Иван Кузьмич хочет повернуть время вспять, изменить ось вращения земли. Иван Кузьмич хочет воскресить своего сына. И пока этого не произошло, он пьет и не может напиться чужими болью и страхом.

Дома Кузьмича ждала жена – маленькая набожная женщина. Вряд ли она догадывалась, чем занимается ее муж сверх своей основной работы. Перед тем как идти домой, Кузьмич тщательно мылся. Душ оборудовали в подвале администрации. Там, в полутьме, лампочка всегда мигала из-за перепадов напряжения – он смывал кровь со своих кулаков. Кровь текла в сливное отверстие, смешивалась с мыльной пеной, человеческая, горячая, ставшая просто поблекшей красной краской. В кабинете у Кузьмича всегда была свежая одежда. Он выходил с работы в чистой белой рубашке, закатанной в рукавах до локтей. Он благоухал огуречным лосьоном – огуречный он полюбил еще со времен службы в армии. Ни одна живая душа не смогла бы догадаться, где он был. В такие дни он шел и покупал цветы жене. За вечер он произносил одно-два слова, сидел тихо: смотрел телевизор, если его смотрела жена, или шел с ней прогуливаться, держа ее под руку, присмиревший дикий зверь.

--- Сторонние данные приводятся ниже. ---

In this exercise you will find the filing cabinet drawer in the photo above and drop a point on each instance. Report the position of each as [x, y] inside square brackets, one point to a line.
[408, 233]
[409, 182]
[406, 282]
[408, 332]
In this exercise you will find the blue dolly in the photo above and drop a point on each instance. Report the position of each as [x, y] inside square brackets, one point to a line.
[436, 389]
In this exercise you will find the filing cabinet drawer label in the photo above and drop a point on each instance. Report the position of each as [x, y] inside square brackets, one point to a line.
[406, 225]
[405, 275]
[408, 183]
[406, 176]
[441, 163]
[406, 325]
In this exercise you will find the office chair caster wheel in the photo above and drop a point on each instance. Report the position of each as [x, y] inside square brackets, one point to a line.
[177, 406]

Кузьмич своими руками отстроил храм в родном селе Зязино – своими и бригады верных ему бойцов. И с тех пор, если позволяли дороги, каждое воскресенье он стоял с женой в храме, внимал службе. Крестился, когда все крестились, и кланялся. Жена ставила лампадки за упокой, он обнимал ее сзади за плечи. Он делал это не потому, что был верующим, и не потому, что хотел замолить грехи. Сказать по правде, калеча этих людей в лесу, он не чувствовал, что совершает грех. Напротив, он полагал, что вершит благое дело. Кузьмич построил храм для жены. Он видел, что в храме ей хорошо.

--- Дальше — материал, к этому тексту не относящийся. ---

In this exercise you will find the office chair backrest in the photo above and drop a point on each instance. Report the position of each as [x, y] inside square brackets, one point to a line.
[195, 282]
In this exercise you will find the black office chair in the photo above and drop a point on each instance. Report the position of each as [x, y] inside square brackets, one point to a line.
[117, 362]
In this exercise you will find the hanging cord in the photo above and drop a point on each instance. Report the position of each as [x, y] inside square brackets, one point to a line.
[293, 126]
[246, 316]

Батюшка-настоятель был его знакомым. В далеком прошлом Кузьмич помог ему, уроженцу того же села, решить темное дело. Тогда батюшка еще не был батюшкой. Его знали в Зязино под именем Макарыч. Одинокий бобыль Макарыч крепко пил. В один из дней по пьяной лавочке Макарыч сцепился с приезжими новгородцами: новгородцы достали ножи, Макарыч схватился за топор. Это было чудо, что он никого не убил. Топор попал по голове обидчика обухом, проломил череп – потом эту голову залатали врачи. Человек, которого ударил Макарыч, до конца жизни остался доволен жизнью. Он ходил по улицам и улыбался, и все, кто встречался ему, улыбались тоже. Они говорили: «Вот идет человек, который всему рад».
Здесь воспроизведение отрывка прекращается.